Die Verbände kamen darin überein, dass alle Produktionsrichtungen ihre Berechtigung und ein Anrecht auf eine Grundabsicherung über die Basisprämie hätten. Während der Bauern- und Winzerverband Rheinland-Nassau eine Absenkung der Basisprämie ablehne, würde der Bioland-Anbauverband eine höhere und weitere Förderung der ökologisch wirtschaftenden Betriebe durch eine Aufstockung der zweiten Säule begrüßen. Einig waren sich beide Verbände hinsichtlich der Beratung und Investitionsförderung. Die Landwirte seien vor Investitionsbeginn so zu beraten, dass sie auch in späteren Jahren noch in der Lage seien ihre Betriebe auf die ökologische Bewirtschaftungsweise umstellen zu können. Bothe-Heinemann wies darauf hin, dass die Auflagen im Bereich der Investitionsförderung für moderne Stallhaltungssysteme bereits heute über das gesetzlich geforderte Minimum hinausgehe. „Jede Förderung in Stallsysteme führt zu einer Verbesserung des Tierwohls“, ergänzte Dr. Derstappen. Zelder ärgerte sich über negative öffentliche Diskussionen über moderne Stallhaltungssysteme. Die Investitionen in das Tierwohl der letzten Jahre würden in der Öffentlichkeit nicht respektiert. Das sei nicht fair und nicht in Ordnung.

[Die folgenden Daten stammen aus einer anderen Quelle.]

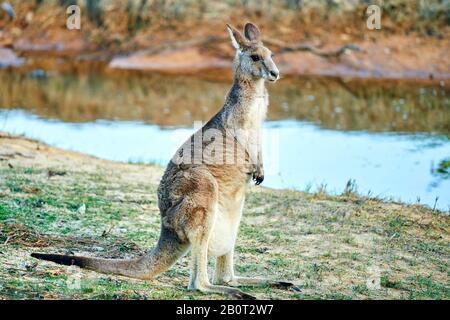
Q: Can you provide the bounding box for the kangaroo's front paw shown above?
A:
[253,168,264,186]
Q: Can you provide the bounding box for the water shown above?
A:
[0,61,450,210]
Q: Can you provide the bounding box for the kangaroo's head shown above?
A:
[227,23,280,82]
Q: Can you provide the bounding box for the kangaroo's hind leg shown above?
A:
[176,169,254,299]
[214,250,299,290]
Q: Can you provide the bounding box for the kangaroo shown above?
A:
[32,23,293,299]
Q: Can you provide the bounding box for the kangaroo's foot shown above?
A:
[189,283,256,300]
[228,276,300,291]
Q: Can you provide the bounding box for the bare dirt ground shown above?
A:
[0,134,450,299]
[0,1,450,80]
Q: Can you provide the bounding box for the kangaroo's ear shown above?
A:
[244,22,261,41]
[227,24,248,50]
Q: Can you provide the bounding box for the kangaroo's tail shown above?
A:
[31,230,188,279]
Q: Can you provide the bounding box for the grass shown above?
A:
[0,138,450,299]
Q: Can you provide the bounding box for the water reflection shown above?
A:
[0,64,450,134]
[0,60,450,210]
[0,110,450,210]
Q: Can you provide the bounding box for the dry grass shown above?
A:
[0,136,450,299]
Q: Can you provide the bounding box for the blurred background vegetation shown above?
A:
[0,0,450,44]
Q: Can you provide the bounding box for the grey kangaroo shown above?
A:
[32,23,293,299]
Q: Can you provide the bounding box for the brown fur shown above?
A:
[33,23,296,298]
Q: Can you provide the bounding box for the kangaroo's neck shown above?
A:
[223,73,269,129]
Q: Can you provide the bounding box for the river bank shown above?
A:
[0,134,450,299]
[0,0,450,81]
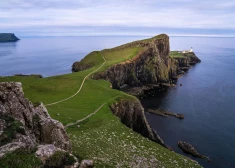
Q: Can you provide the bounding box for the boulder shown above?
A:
[0,82,71,155]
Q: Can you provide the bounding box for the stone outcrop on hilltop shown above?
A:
[94,34,200,89]
[0,82,78,168]
[72,34,200,146]
[0,33,20,43]
[0,82,71,150]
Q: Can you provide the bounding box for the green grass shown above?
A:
[0,149,42,168]
[0,36,200,168]
[170,51,185,58]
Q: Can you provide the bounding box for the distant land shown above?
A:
[0,33,20,43]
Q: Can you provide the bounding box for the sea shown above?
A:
[0,36,235,168]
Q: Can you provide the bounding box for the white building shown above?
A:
[182,47,193,53]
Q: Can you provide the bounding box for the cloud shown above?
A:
[0,0,235,35]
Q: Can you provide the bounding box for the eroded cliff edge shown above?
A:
[0,82,81,168]
[110,99,166,147]
[94,34,200,89]
[72,34,200,146]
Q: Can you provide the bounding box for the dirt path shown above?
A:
[45,51,106,106]
[65,103,106,128]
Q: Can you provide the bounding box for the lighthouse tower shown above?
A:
[189,47,193,52]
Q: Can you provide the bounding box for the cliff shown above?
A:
[110,99,166,147]
[0,82,81,168]
[72,34,200,146]
[0,33,20,43]
[94,35,200,89]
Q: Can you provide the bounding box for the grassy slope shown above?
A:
[0,37,200,167]
[170,51,185,58]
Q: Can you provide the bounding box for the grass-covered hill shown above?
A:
[0,34,201,168]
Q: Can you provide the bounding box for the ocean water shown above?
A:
[142,37,235,168]
[0,37,235,168]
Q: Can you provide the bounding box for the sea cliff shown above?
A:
[72,34,200,146]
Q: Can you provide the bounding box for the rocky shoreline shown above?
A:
[72,34,201,150]
[178,141,211,162]
[147,109,184,119]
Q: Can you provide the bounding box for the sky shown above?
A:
[0,0,235,37]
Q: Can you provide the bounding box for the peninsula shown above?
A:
[0,34,201,168]
[0,33,20,43]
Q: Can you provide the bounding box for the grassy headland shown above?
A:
[0,34,200,168]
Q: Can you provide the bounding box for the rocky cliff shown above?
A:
[0,33,20,42]
[110,99,165,146]
[0,82,71,156]
[94,35,173,89]
[73,34,200,146]
[94,34,200,89]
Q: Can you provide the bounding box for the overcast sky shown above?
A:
[0,0,235,36]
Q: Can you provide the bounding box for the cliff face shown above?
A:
[110,100,165,146]
[93,35,200,89]
[0,82,71,157]
[174,52,201,68]
[94,35,171,89]
[0,33,19,42]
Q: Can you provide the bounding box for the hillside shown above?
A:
[0,35,201,168]
[0,33,20,43]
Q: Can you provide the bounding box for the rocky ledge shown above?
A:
[0,82,93,168]
[0,33,20,43]
[72,34,200,146]
[110,99,166,147]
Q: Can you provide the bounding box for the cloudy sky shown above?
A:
[0,0,235,36]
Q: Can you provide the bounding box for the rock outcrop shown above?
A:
[110,99,166,147]
[94,34,200,89]
[72,34,200,146]
[94,35,171,89]
[178,141,211,162]
[0,82,71,155]
[0,33,20,43]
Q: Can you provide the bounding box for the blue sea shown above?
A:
[0,37,235,168]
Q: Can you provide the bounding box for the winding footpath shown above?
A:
[65,103,106,128]
[45,51,107,106]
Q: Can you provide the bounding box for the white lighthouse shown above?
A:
[189,47,193,52]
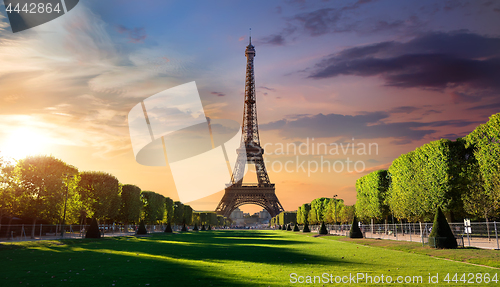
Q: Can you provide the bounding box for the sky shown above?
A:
[0,0,500,215]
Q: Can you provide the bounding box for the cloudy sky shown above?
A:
[0,0,500,215]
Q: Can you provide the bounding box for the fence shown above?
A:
[0,224,170,241]
[292,222,500,249]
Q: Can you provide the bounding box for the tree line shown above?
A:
[355,113,500,225]
[270,197,355,225]
[0,156,227,238]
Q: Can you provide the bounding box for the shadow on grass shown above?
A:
[0,231,359,286]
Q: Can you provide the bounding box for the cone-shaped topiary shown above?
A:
[136,220,148,235]
[429,207,458,248]
[85,218,101,238]
[165,223,172,233]
[302,222,311,232]
[349,215,363,238]
[319,222,328,235]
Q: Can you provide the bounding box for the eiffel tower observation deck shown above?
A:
[215,36,283,217]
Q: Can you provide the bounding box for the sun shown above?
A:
[0,127,48,160]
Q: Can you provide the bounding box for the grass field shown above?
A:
[0,230,500,287]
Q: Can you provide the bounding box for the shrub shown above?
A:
[349,215,363,238]
[165,223,172,233]
[85,218,101,238]
[136,220,148,235]
[319,222,328,235]
[302,222,311,232]
[429,207,458,248]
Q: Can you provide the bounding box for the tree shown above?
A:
[119,184,142,225]
[141,191,165,224]
[14,156,78,238]
[323,198,344,224]
[0,162,21,236]
[174,201,184,225]
[309,197,330,224]
[429,207,458,248]
[297,203,311,224]
[137,220,148,235]
[183,204,193,225]
[340,205,356,223]
[85,218,101,238]
[388,139,468,221]
[165,222,172,233]
[465,113,500,217]
[78,171,121,223]
[165,197,174,223]
[349,215,363,238]
[302,222,311,232]
[356,170,390,223]
[319,222,328,235]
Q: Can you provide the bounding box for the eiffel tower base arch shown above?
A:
[215,184,283,217]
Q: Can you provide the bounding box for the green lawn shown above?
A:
[0,230,500,287]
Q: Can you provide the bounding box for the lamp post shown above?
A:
[333,194,337,225]
[61,174,74,238]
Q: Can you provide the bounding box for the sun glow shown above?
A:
[0,127,49,160]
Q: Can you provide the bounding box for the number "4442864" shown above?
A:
[5,3,61,14]
[443,273,498,284]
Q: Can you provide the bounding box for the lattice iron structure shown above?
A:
[215,37,283,217]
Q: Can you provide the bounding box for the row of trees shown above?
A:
[0,156,227,238]
[271,197,355,225]
[356,113,500,225]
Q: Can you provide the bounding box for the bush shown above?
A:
[165,223,172,233]
[349,215,363,238]
[85,218,101,238]
[302,223,311,232]
[429,207,458,248]
[136,220,148,235]
[319,222,328,235]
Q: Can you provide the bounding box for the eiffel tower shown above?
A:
[215,36,283,217]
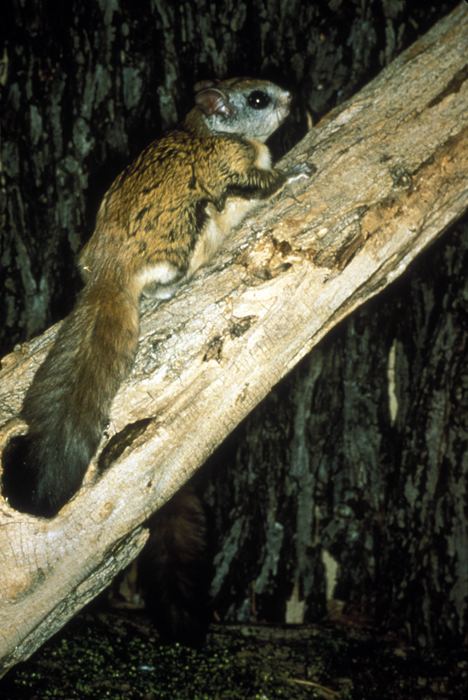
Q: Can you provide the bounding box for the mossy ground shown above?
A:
[0,611,468,700]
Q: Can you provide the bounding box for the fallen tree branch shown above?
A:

Beide Verbände stimmten darin überein, dass eine Entwicklung, wie im Saarland nicht eintreten dürfe, wo konventionelle Betriebe aufgrund fehlender staatlicher Mittel nicht mehr auf ökologische Landwirtschaft umstellen könnten. Soweit dürfe es in Rheinland-Pfalz nicht kommen. Der Bauern- und Winzerverband Rheinland-Nassau respektiere jede betriebliche Entscheidung seiner Mitglieder. Wer seinen Betrieb umstellen möchte, solle dies auch tun können. Sollten die Finanzierungsmittel ausgeschöpft sein, müsse man sich zu gegebener Zeit wieder zusammensetzen. Wichtig sei aber eine ausgewogene Berücksichtigung aller Betriebszweige. Beide Organisationen werden auch weiterhin das Gespräch suchen.